The knowledge base stores an emotion set containing negative and positive scores for each tweet.
emos_pos
and emos_neg
are floats between 0 (weak) and 1 (strong).
Please notice that both values are greater than zero for some tweets.
The algorithm considers two classes of features across all relevant tweets per PLD.
On the one hand, it uses separate arithmetic means and standard deviations per emotion score, i.e., positive and negative emotions.
Additionally, normalized counters of all aggregated tweets per PLD are taken into account.
These features are represented as floats in one tensor emos
.
On the other hand, all hashtags from related tweets are taken into account to approximate the PLDs main topics.
The hashtags tags
are concatenated strings and need to be transformed into word vectors for training.
A linear classifier in PyTorch is used to learn the classification of PLDs into left and right leaning. Therefore, hashtags are embedded using pretrained FastText vectors, which are stacked with the emotion scores after passing the embedding layer. The architecture comes with one fully-connected hidden layer and one fully-connected output layer to perform the classification.
Please notice that the implementation uses an torch.nn.EmbeddingBag
, which takes a row-tensor with a concatenation of all word vectors as first input, and a tensor with offsets as second input.
As there is one offset per sample from the batch, there is no need for zero padding.
This layer has some additional features regarding efficiency.

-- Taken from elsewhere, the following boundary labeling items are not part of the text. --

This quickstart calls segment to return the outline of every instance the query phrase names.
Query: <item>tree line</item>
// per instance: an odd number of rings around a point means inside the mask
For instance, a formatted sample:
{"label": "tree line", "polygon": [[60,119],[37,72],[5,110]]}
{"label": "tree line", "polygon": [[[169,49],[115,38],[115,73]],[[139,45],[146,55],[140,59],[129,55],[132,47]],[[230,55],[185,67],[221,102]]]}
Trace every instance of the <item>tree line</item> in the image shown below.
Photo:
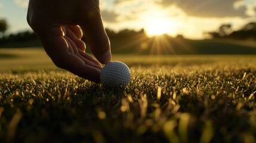
{"label": "tree line", "polygon": [[256,22],[250,22],[238,30],[233,30],[230,24],[223,24],[214,32],[205,33],[209,39],[232,39],[256,41]]}

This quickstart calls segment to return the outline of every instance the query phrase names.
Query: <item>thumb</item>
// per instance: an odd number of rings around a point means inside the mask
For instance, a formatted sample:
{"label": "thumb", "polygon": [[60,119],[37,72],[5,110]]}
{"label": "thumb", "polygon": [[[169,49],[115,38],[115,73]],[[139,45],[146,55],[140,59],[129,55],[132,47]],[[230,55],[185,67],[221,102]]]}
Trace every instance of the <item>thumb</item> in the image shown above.
{"label": "thumb", "polygon": [[102,64],[109,63],[112,58],[110,45],[99,9],[84,14],[79,26],[95,58]]}

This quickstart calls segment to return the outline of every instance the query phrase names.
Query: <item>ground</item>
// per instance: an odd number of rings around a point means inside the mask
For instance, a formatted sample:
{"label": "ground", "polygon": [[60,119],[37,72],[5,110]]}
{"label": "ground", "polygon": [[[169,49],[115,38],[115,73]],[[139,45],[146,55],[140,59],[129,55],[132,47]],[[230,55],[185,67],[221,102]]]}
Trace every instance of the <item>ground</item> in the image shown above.
{"label": "ground", "polygon": [[109,89],[57,69],[41,49],[8,50],[1,142],[255,141],[255,55],[114,55],[132,79]]}

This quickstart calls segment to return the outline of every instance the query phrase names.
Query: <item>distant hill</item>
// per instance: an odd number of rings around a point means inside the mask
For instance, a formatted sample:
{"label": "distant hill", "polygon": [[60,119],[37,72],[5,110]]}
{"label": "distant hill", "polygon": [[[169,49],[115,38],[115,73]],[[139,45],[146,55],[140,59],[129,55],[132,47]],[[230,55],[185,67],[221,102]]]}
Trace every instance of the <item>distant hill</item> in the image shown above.
{"label": "distant hill", "polygon": [[[190,40],[168,35],[148,38],[143,32],[109,35],[113,54],[256,54],[256,42],[231,39]],[[0,43],[1,48],[41,47],[37,39]],[[87,45],[87,52],[90,52]]]}

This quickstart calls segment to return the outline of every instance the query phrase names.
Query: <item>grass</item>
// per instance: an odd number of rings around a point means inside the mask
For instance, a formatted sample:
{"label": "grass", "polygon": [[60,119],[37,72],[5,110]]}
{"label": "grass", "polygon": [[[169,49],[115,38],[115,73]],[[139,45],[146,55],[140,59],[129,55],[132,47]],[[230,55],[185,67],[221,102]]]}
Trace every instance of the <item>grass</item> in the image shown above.
{"label": "grass", "polygon": [[113,59],[130,67],[124,89],[51,64],[1,69],[0,142],[255,142],[255,56]]}

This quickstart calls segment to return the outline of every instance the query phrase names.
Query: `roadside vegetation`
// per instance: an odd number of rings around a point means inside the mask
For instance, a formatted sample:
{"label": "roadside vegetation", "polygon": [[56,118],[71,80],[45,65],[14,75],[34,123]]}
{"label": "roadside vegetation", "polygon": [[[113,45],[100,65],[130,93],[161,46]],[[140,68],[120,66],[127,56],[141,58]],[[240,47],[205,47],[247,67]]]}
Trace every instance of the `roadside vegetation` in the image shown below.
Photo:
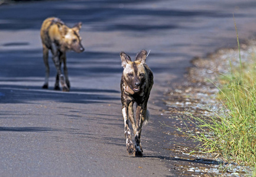
{"label": "roadside vegetation", "polygon": [[[219,74],[217,99],[222,103],[221,110],[209,116],[195,116],[184,113],[197,127],[197,132],[187,127],[178,130],[200,142],[200,149],[215,153],[228,162],[254,166],[256,173],[256,56],[252,63],[243,63],[237,35],[240,63],[233,66],[230,60],[230,73]],[[184,119],[183,119],[184,120]],[[187,118],[186,119],[187,119]],[[185,121],[186,120],[186,121]],[[184,123],[187,120],[184,120]],[[187,132],[192,133],[187,133]]]}

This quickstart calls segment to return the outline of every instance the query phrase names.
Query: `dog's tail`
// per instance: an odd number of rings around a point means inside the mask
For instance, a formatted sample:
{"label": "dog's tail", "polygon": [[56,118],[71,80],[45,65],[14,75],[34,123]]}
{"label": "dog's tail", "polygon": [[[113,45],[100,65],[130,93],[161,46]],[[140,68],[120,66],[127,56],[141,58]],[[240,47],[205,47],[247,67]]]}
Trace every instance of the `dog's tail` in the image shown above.
{"label": "dog's tail", "polygon": [[144,122],[143,122],[144,125],[146,125],[148,123],[148,120],[150,120],[150,112],[147,110],[146,112],[146,117],[145,117]]}

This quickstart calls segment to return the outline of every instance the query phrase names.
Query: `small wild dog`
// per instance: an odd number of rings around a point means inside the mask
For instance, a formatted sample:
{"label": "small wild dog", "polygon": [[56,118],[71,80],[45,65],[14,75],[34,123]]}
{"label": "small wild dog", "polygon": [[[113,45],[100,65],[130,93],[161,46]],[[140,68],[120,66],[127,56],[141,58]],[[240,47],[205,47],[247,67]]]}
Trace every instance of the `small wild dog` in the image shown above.
{"label": "small wild dog", "polygon": [[[153,85],[153,74],[145,63],[147,51],[138,53],[135,61],[124,52],[120,53],[124,71],[121,80],[122,114],[124,117],[127,149],[129,155],[142,156],[141,133],[142,123],[147,123],[150,114],[147,104]],[[136,122],[133,105],[135,102]],[[135,136],[135,147],[131,138],[129,120],[132,126]]]}
{"label": "small wild dog", "polygon": [[[67,76],[66,52],[69,50],[80,53],[85,50],[81,44],[82,38],[79,31],[82,22],[79,22],[73,28],[69,28],[60,19],[55,17],[47,18],[41,28],[41,39],[43,44],[43,55],[46,65],[46,78],[43,88],[48,88],[50,68],[48,63],[49,50],[53,55],[53,60],[57,70],[54,90],[60,90],[59,81],[62,90],[69,91],[70,84]],[[64,65],[64,74],[61,73],[61,63]]]}

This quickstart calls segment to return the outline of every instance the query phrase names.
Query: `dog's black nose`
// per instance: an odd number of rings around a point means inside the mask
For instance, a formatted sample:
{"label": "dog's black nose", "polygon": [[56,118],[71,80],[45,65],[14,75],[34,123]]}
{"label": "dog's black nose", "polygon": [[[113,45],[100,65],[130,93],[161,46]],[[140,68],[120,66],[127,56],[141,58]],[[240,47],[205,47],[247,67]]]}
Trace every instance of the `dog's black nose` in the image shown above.
{"label": "dog's black nose", "polygon": [[141,85],[141,83],[136,82],[135,83],[134,85],[135,86],[135,87],[140,87],[140,86]]}

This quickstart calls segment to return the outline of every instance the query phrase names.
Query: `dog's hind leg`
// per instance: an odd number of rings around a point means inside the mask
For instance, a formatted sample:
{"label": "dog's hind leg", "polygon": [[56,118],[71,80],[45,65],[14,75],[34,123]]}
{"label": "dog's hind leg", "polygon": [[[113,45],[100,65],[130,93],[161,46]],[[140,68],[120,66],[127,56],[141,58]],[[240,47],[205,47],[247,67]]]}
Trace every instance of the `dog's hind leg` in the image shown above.
{"label": "dog's hind leg", "polygon": [[43,58],[46,66],[46,78],[44,79],[44,84],[42,87],[43,88],[48,88],[48,82],[50,75],[50,67],[49,63],[48,62],[48,53],[49,50],[46,47],[46,45],[43,45]]}
{"label": "dog's hind leg", "polygon": [[124,128],[125,132],[124,135],[126,138],[126,147],[127,152],[129,155],[134,154],[134,145],[132,143],[131,137],[131,130],[129,129],[129,120],[128,117],[128,107],[123,106],[122,108],[122,114],[124,117]]}

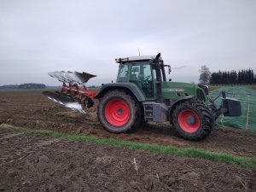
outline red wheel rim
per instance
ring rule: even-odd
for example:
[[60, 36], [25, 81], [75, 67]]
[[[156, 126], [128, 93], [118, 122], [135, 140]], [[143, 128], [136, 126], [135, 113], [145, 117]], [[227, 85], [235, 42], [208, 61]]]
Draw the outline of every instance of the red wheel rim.
[[105, 117], [112, 125], [122, 126], [129, 120], [130, 108], [123, 100], [110, 100], [105, 108]]
[[186, 132], [195, 132], [200, 127], [200, 119], [192, 110], [183, 110], [178, 115], [178, 125]]

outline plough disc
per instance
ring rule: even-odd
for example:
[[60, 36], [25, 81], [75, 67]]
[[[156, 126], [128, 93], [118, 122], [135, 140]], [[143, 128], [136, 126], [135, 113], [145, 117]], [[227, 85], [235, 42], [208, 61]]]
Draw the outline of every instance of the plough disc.
[[82, 113], [86, 113], [83, 109], [79, 102], [73, 97], [70, 97], [67, 95], [63, 95], [61, 93], [54, 93], [50, 91], [44, 91], [43, 94], [46, 96], [49, 99], [58, 102], [61, 105], [63, 105], [73, 110], [80, 112]]
[[[62, 82], [61, 92], [44, 91], [49, 99], [58, 102], [73, 110], [85, 113], [84, 108], [91, 108], [94, 104], [93, 98], [96, 92], [85, 87], [85, 83], [96, 75], [79, 72], [50, 72], [48, 74]], [[68, 85], [66, 84], [68, 83]], [[81, 85], [79, 87], [79, 84]], [[84, 108], [82, 108], [82, 105]]]

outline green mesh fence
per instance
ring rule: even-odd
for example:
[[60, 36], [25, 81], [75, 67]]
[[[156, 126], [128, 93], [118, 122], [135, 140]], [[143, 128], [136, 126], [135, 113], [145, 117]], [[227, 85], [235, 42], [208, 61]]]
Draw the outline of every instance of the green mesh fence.
[[[210, 97], [215, 98], [222, 90], [226, 90], [227, 97], [233, 97], [241, 102], [241, 117], [219, 116], [217, 124], [241, 129], [256, 130], [256, 90], [245, 87], [222, 87], [210, 92]], [[218, 107], [221, 96], [215, 101]]]

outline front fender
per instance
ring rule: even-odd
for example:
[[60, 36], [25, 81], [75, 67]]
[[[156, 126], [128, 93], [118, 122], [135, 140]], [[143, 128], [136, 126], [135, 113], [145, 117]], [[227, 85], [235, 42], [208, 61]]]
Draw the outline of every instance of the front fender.
[[102, 86], [100, 91], [96, 96], [96, 99], [100, 99], [103, 96], [104, 93], [110, 90], [126, 90], [131, 91], [134, 96], [139, 102], [144, 102], [146, 100], [143, 92], [138, 89], [137, 85], [131, 83], [114, 83], [114, 84], [105, 84]]

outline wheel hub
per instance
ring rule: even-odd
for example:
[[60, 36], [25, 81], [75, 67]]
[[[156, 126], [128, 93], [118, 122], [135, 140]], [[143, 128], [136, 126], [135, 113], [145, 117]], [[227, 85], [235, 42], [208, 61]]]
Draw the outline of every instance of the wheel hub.
[[183, 109], [177, 117], [180, 128], [187, 133], [195, 132], [201, 125], [198, 114], [191, 109]]
[[121, 114], [124, 113], [124, 111], [123, 111], [122, 108], [119, 108], [118, 111], [117, 111], [117, 113], [118, 113], [119, 115], [121, 115]]
[[187, 122], [189, 124], [189, 125], [195, 125], [195, 117], [193, 117], [192, 115], [189, 115], [187, 119]]
[[105, 118], [111, 125], [122, 126], [130, 119], [130, 108], [124, 100], [110, 100], [105, 108]]

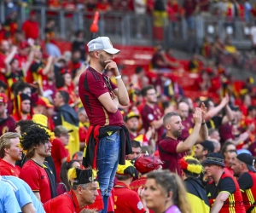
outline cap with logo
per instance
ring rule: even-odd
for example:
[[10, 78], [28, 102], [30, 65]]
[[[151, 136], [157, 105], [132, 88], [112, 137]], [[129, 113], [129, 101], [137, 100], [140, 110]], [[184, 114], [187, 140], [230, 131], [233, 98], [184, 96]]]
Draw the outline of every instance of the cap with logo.
[[0, 93], [0, 103], [4, 103], [6, 104], [7, 103], [7, 96], [4, 93]]
[[131, 176], [137, 176], [137, 172], [133, 164], [128, 160], [125, 160], [125, 164], [119, 164], [116, 174], [118, 175], [130, 175]]
[[140, 115], [135, 113], [134, 112], [130, 112], [125, 116], [125, 121], [126, 122], [127, 120], [129, 120], [129, 119], [131, 118], [140, 118]]
[[209, 151], [209, 153], [213, 153], [213, 151], [214, 151], [214, 145], [213, 145], [213, 143], [211, 141], [207, 140], [207, 141], [203, 141], [202, 143], [201, 143], [201, 145], [204, 148], [207, 149]]
[[87, 43], [89, 52], [104, 50], [107, 53], [116, 55], [120, 50], [114, 49], [108, 37], [98, 37]]
[[136, 169], [142, 174], [158, 170], [163, 162], [155, 156], [142, 154], [135, 162]]
[[225, 167], [222, 154], [215, 153], [207, 154], [207, 158], [202, 162], [202, 164], [214, 164]]
[[47, 108], [53, 108], [54, 106], [49, 103], [49, 100], [45, 97], [38, 98], [38, 101], [36, 102], [36, 105], [41, 105]]
[[59, 136], [61, 134], [67, 134], [67, 133], [70, 133], [73, 132], [73, 130], [67, 130], [64, 126], [59, 125], [56, 126], [54, 130], [54, 133], [56, 136]]
[[236, 158], [245, 163], [249, 170], [255, 172], [254, 163], [255, 158], [248, 153], [241, 153], [236, 156]]
[[73, 185], [86, 184], [96, 181], [96, 176], [91, 169], [80, 170], [72, 168], [67, 172], [68, 180], [72, 180]]

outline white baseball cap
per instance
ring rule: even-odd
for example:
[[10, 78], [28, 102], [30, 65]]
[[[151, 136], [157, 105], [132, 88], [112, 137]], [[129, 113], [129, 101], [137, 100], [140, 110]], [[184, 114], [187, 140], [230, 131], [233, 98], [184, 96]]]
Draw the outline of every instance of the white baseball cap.
[[107, 53], [116, 55], [120, 50], [113, 48], [113, 44], [108, 37], [98, 37], [87, 43], [89, 52], [102, 49]]

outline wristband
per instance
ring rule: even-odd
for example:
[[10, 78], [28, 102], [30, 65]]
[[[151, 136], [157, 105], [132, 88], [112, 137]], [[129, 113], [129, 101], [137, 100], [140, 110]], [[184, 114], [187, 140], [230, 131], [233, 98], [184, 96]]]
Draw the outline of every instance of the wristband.
[[121, 76], [121, 75], [119, 75], [119, 76], [114, 77], [114, 79], [119, 79], [119, 78], [122, 78], [122, 76]]

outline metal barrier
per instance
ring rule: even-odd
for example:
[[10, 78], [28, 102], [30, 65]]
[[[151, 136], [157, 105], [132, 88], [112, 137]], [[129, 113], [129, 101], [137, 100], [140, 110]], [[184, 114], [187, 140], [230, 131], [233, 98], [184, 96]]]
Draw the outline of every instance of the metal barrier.
[[[0, 1], [0, 19], [3, 22], [5, 18], [3, 1]], [[92, 37], [90, 26], [93, 19], [93, 13], [84, 11], [67, 11], [64, 9], [52, 9], [45, 7], [19, 8], [18, 24], [21, 27], [22, 23], [28, 19], [29, 10], [35, 10], [40, 26], [42, 39], [44, 38], [44, 28], [48, 19], [55, 20], [56, 38], [70, 41], [76, 30], [82, 29], [85, 32], [86, 40]], [[112, 11], [101, 13], [99, 20], [98, 36], [108, 36], [116, 43], [124, 45], [155, 45], [161, 43], [165, 47], [176, 45], [177, 48], [187, 46], [194, 42], [201, 46], [205, 36], [213, 40], [216, 36], [221, 38], [230, 36], [231, 41], [239, 48], [248, 49], [251, 46], [250, 28], [247, 24], [241, 20], [227, 21], [214, 16], [205, 17], [197, 15], [195, 17], [195, 30], [188, 27], [185, 18], [177, 21], [163, 24], [161, 30], [163, 39], [154, 36], [154, 17], [144, 14], [138, 15], [131, 12]], [[165, 20], [166, 21], [166, 20]], [[186, 43], [187, 42], [187, 43]]]

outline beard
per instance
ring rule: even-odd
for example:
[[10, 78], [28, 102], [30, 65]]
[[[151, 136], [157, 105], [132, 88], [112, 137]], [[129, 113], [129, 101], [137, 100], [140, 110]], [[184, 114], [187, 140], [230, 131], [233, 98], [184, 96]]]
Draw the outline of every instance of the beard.
[[175, 136], [175, 137], [179, 137], [182, 134], [182, 131], [179, 131], [179, 130], [175, 130], [175, 131], [172, 131], [172, 135]]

Two batches from the training data are reserved for validation.
pld_classifier_trainer.py
can be used to train a classifier with the Adam optimizer and previously retrieved training data.
It saves the state_dict
of the final classifier and the applied Vocab
as PyTorch files, and the accuracies and losses per epoch on the training and validation set as NPZ-file.
The classifier can be called like a python function and accepts either a single sample or a complete batch.
Thus, the input data needs to be have the same form as the training data and needs to use the same Vocab
object to produce word vectors.
A call might be pld_classifier(emos, tags_vec, offsets)
, where emos
holds both emotion values, tags_vec
is an encoded vector for all hashtags and offsets
contains the offsets of hashtags from single tweets.